Introduction
Last Updated on June 7, 2022, by eNotes Editorial. Word Count: 135
Delbanco, Nicholas 1942–
Delbanco is a British-born American author of novels, poems, and short stories. (See also CLC, Vol. 6, and Contemporary Authors, Vols. 17-20, rev. ed.)
Delbanco is one of those consistently highly acclaimed writers few readers have heard of, much less read. "Sherbrookes," his eighth novel, is also sure to be critically well received. A wonderful and strange book, written in lyrical yet spare prose, it contains insights few writers can claim…. Delbanco steers clear of grotesque or Gothic overtones; he keeps his story clean and taut.

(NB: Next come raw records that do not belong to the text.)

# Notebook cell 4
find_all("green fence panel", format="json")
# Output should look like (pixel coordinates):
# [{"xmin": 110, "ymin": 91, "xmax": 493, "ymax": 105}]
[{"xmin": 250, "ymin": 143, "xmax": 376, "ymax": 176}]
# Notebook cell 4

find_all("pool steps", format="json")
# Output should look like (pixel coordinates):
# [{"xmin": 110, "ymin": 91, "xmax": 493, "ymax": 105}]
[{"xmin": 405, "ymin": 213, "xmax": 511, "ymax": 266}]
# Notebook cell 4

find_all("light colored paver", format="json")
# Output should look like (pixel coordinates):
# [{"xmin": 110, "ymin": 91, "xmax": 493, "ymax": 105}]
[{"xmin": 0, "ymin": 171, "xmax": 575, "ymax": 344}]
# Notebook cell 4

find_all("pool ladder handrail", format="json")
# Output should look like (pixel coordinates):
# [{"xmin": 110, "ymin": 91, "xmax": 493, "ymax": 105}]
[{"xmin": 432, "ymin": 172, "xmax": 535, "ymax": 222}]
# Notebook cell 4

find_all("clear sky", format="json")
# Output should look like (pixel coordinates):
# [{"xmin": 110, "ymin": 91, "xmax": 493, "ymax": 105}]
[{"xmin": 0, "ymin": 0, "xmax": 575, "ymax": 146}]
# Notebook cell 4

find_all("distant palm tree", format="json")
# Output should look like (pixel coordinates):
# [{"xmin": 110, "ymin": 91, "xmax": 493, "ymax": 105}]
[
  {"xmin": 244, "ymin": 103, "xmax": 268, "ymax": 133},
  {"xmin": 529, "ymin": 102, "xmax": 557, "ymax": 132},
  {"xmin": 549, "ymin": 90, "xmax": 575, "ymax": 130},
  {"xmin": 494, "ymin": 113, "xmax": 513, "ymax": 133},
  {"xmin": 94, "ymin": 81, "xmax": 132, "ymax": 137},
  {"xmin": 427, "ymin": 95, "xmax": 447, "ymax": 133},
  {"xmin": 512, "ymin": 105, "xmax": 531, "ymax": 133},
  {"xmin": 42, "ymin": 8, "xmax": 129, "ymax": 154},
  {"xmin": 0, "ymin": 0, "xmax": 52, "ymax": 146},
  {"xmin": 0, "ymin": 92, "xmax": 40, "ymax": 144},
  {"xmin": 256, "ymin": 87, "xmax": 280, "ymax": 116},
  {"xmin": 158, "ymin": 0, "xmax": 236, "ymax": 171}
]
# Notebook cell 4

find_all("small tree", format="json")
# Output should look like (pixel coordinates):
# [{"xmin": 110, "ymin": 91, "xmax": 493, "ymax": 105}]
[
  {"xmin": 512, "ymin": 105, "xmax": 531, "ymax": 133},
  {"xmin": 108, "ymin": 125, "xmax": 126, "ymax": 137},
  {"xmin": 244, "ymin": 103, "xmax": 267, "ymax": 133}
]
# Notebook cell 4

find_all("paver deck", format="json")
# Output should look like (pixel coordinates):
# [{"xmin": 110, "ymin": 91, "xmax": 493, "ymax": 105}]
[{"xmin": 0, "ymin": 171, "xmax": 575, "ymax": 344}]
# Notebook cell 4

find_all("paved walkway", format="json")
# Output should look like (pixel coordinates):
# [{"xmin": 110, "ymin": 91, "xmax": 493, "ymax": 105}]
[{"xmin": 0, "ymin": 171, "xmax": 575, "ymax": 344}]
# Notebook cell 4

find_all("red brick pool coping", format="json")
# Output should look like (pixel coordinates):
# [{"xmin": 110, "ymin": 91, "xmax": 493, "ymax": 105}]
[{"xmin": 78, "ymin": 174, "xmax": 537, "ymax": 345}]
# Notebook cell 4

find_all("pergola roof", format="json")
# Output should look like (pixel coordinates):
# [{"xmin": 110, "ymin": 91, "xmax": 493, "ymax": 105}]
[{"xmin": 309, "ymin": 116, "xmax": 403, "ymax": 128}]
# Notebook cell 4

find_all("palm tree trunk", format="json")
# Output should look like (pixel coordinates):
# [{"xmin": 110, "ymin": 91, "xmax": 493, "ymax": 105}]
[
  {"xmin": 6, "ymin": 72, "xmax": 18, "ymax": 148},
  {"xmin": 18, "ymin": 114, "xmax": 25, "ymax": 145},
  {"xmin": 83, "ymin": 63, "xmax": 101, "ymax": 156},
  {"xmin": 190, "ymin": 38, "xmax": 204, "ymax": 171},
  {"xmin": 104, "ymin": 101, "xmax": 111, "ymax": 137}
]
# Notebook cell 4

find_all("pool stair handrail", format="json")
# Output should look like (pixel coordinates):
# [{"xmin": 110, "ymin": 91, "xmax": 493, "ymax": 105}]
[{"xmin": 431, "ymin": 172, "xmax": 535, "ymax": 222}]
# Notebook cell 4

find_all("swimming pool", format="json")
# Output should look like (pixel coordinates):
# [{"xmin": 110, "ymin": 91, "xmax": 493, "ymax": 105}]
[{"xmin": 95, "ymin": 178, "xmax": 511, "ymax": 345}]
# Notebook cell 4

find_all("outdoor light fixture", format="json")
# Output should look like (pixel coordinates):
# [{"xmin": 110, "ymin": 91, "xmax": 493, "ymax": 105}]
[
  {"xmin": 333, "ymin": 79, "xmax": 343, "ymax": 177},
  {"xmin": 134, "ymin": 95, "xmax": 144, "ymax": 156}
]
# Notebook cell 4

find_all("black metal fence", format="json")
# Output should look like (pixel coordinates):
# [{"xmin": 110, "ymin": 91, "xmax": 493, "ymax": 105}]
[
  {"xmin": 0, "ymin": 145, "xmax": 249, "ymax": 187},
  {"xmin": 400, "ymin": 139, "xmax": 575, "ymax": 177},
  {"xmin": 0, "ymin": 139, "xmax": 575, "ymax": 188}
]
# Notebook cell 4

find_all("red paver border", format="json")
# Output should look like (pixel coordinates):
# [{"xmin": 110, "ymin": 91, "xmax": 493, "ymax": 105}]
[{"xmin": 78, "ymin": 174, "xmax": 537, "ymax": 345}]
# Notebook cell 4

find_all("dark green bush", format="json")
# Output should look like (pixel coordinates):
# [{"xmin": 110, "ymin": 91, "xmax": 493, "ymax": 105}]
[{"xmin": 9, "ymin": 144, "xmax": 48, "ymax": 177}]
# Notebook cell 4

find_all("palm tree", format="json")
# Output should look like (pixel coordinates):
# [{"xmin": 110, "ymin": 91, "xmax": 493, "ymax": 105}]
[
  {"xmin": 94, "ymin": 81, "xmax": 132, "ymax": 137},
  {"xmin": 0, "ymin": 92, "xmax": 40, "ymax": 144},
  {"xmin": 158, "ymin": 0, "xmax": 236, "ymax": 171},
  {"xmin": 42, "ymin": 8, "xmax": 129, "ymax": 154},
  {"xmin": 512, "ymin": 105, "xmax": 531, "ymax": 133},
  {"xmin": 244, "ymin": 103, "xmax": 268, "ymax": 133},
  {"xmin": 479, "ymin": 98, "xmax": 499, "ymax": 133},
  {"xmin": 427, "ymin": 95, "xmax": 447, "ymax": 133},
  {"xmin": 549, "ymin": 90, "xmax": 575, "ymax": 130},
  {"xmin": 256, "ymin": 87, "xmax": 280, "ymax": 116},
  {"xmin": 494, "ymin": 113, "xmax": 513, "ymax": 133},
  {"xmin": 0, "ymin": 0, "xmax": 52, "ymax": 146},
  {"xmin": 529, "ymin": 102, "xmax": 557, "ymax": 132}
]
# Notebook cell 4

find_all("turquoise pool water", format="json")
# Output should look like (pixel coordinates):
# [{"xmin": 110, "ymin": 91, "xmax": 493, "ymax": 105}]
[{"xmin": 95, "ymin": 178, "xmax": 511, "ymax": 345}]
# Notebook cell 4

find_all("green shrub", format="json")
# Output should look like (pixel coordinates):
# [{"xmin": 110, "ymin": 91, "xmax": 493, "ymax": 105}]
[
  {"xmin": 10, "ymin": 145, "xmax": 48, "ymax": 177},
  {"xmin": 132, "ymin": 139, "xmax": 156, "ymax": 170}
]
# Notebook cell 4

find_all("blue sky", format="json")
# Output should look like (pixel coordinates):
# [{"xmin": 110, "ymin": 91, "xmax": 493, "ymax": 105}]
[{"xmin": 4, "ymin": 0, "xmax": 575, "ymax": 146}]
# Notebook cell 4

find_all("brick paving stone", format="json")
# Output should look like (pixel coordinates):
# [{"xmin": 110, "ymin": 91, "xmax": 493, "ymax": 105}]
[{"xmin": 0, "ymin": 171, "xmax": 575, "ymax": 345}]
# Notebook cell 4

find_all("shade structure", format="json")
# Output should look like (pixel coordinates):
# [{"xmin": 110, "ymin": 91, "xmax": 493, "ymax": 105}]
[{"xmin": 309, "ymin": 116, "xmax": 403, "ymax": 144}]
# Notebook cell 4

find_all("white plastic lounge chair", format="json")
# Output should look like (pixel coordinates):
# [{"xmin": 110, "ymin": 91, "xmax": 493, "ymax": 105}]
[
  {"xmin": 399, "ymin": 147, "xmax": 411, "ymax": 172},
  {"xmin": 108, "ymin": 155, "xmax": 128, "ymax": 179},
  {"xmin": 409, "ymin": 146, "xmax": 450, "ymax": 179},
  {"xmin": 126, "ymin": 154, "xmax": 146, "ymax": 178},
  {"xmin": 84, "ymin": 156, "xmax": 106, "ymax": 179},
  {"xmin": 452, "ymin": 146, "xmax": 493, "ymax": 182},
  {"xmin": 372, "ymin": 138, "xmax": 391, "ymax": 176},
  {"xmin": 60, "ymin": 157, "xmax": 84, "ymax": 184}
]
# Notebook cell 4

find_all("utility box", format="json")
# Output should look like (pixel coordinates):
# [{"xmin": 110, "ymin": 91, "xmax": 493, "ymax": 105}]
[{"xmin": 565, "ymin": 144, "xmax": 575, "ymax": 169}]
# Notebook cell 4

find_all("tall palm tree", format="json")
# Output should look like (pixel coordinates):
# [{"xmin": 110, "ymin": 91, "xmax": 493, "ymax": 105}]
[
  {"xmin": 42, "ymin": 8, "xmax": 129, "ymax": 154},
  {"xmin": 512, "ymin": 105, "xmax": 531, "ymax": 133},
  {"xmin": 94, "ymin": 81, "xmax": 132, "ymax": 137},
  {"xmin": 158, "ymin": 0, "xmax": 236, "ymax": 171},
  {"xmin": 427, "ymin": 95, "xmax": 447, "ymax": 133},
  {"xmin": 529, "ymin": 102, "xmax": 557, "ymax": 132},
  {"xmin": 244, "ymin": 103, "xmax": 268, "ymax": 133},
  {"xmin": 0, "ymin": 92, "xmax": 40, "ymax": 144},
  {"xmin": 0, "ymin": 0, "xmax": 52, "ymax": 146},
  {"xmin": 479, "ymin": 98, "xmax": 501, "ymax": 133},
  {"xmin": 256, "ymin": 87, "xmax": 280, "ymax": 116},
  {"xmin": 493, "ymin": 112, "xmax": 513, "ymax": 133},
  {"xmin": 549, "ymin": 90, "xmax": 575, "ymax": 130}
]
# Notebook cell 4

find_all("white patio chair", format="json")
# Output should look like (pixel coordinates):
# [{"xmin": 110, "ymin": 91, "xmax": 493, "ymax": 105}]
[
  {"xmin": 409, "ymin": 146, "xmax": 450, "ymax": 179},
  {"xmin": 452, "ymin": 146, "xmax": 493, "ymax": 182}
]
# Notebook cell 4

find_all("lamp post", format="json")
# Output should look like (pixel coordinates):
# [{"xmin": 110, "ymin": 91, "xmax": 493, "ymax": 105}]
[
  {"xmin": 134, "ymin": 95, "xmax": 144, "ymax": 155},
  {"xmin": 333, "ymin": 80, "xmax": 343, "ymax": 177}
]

And although his characters and their lives are peculiar, if not unique, they are always credible, and their story is intriguing and compelling. (p. 64)
Publishers Weekly (reprinted from the November 6, 1978, issue of Publishers Weekly, published by R. R. Bowker Company, a Xerox company; copyright © 1978 by Xerox Corporation), November 6, 1978.
Garrett Epps
Last Updated on June 7, 2022, by eNotes Editorial. Word Count: 467
[Nicholas Delbanco has depicted the] underside of family life in Possession (1977) and now Sherbrookes, the first two volumes of a trilogy about the waning days of a wealthy New England family….
Besides the hovering ghost of Judah, Sherbrookes has many other elements of gothic romance: an ancient mansion, a family curse, an unbreakable will, a mysterious pregnancy, and a moonlight suicide. Certainly, it seems to me that Sherbrookes does not operate like a realistic novel—by means of character, incident, or plot. Many of the characters are blanks; this is particularly true of Ian Sherbrooke, who seems at first almost like an empty cell awaiting the entry of a new genetic core, the spirit of his dead father. The book's movement is more in the fashion of a long poem, or a series of vibrant images held in rigid frames. There is a moment late in the book when Maggie, whose lusty ways in youth had earned her the title of "old Sherbrooke's bare-naked wife," watches unobserved as her son's lover walks naked across a field, and recognizes the arrival of her own replacement, "a brown-haired image of herself when young, the same straight back, thin hips, and long-legged gait." It is not a likely moment, or even a plausible one, but it is not an image I will soon forget.
Delbanco's prose is consciously poetic as well—alliterative, allusive, determinedly elegant. He is at his best when rendering the Vermont landscape, or when detailing the steps of building a house. But in much of the rest of the book, the effort expended on fine prose makes the story tough going. Like a horse keeping an unfamiliar gait, Delbanco is prone to missteps which reduce him to a lumbering walk….
In addition, he has chosen to tell novels in the narrative present. In the hands of a supple stylist … this device can give a story a seductive immediacy, narrowing the distance between reader and character. But, as used by Delbanco, it involves the reader in a confusion of tenses, and by the time he has finished sorting out "he is," "they would," "she had," and "he did," reader and narrative are barely within hailing distance. And, finally, Delbanco has a fatal weakness for clichés, balancing them in his characters' minds like teetering rocks: "Six of one, he argues, since he's in the neighborhood; half a dozen of the other," or "You take, Maggie knew, a stitch in time."
The result is a promising novel, rich in myth and allusion, gone stale, gray-toned, and ponderous One can admire Delbanco's learning and respect his effort; but, when the encounter is over, we are left with a weary, disappointed feeling of loss.
Garrett Epps, "New England Gothic," in Book World—The Washington Post (© 1978, The Washington Post), December 31, 1978, p. G9.
Tim Myers
Last Updated on June 7, 2022, by eNotes Editorial. Word Count: 76
Delbanco's vision [in Sherbrookes] is fundamentally pessimistic in a time when this view has been criticized as being purely negative and unconstructive, threatening the future of fiction. Yet Delbanco deserves to be read precisely because in confronting his characters with the realities of death and isolation, he gives them compensating acts of love, will and endurance. (p. 41)
Tim Myers, in The New Republic (reprinted by permission of The New Republic; © 1979 by The New Republic, Inc.), January 10, 1979.